2013年も残りあとわずかとなり、韓国でも各分野で1年を振り返るイベントが行われている。アプリケーション業界でも、今年公開されたアプリで最も優秀な製品を選定する「スマートアプリアワード」の授賞式があった。韓国のアプリ開発専門家、2000人がデザインやユーザーインタフェース、技術、コンテンツ、サービスを評価し、革新的で優秀な製品を選ぶ。後援しているのは、韓国のICT政策を担当する省庁の未来創造科学部(部は省に当たる)だ。受賞すると、ダウンロードページに大々的に書き込んで宣伝するほど、自慢になるアワードでもある。
「総合大賞」に選ばれたアプリは、KIA自動車の「KIA Motion」だった。写真と音楽を選択するだけで簡単に動画を制作でき、SNSで共有もできる。しかし韓国内では、「HONDAの動画制作アプリ『road movies』をそっくり真似たのが大賞だなんて」と選定に問題があるのではないかと疑問を投げかけるユーザーも少なくなく、「スマートアプリアワード」の信頼性が揺らいでしまった。
一方で、部門別大賞や優秀賞を受賞したアプリには斬新な製品が多く、13年を代表できるアプリとして納得できた。

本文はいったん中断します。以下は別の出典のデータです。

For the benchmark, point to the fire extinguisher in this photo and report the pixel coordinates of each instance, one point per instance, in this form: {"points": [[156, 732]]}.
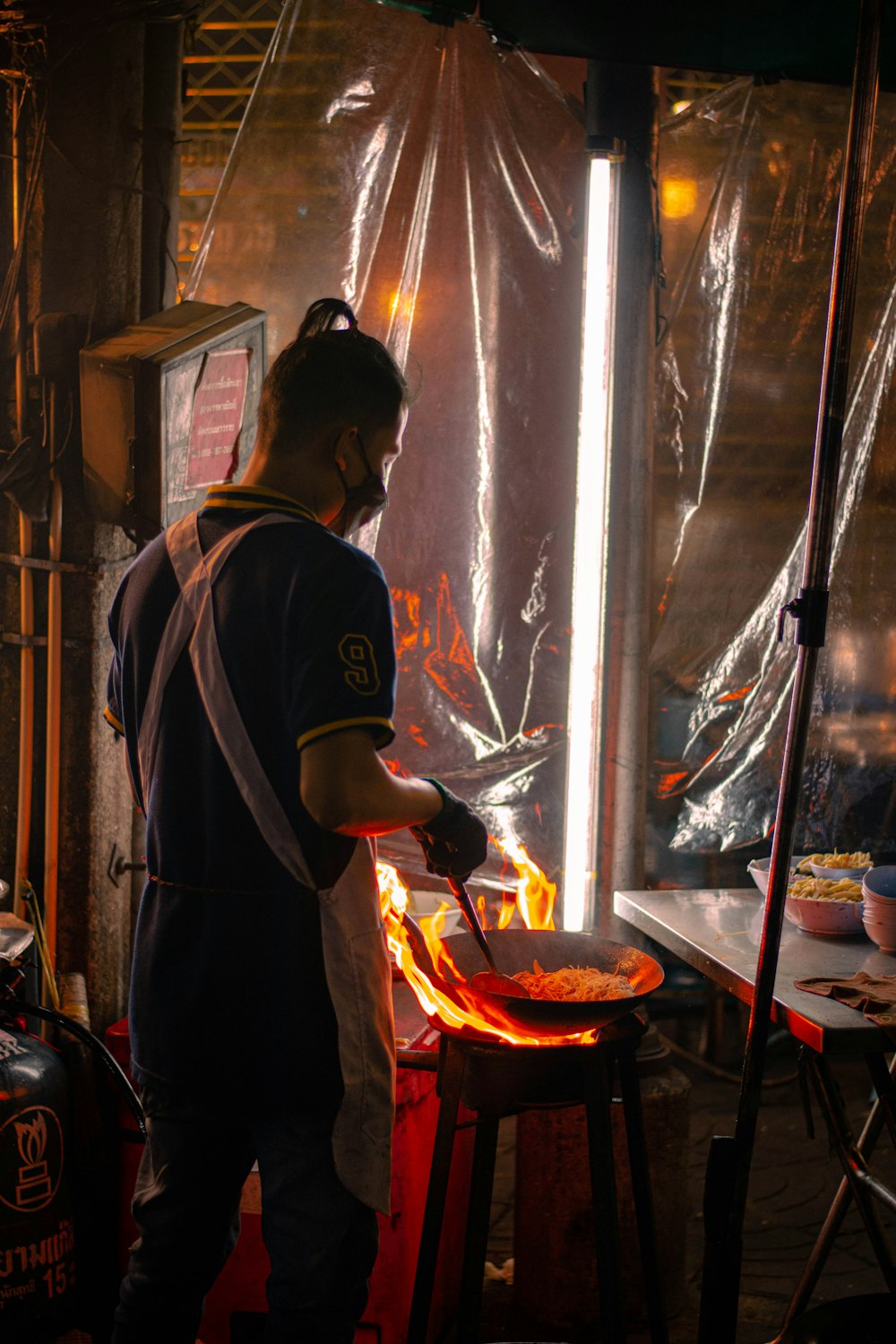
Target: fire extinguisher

例えば、「マーケティングイノベーション大賞」を取った韓国・新世界デパートのアプリは、AR(拡張現実)を利用してオンラインとオフラインをつなげるツールである。位置情報を利用してユーザーのいる場所から近い店舗のセール情報を提供し、デパートのARコーナーでアプリを起動すると、スマートフォンの画面にその都度、違う商品が登場し、画面の商品を割引価格で購入できる。
冬はブーツを履くことが多いが、気に入った靴があっても履き替えるのが面倒だからと買わずに帰る客をつかまえるため、スマホで自分の足を撮影し、気に入った靴にカメラを当てて合成する「バーチャル試着」の機能が利用できる。衣装はスマホではなく、デパート内にあるバーチャル試着専用のブースを利用するようになっている。新世界デパートによると、バーチャル試着やバーチャルクーポンで楽しくショッピングができると口コミで広がり、アプリ公開から4カ月で40万人以上がダウンロードしたという。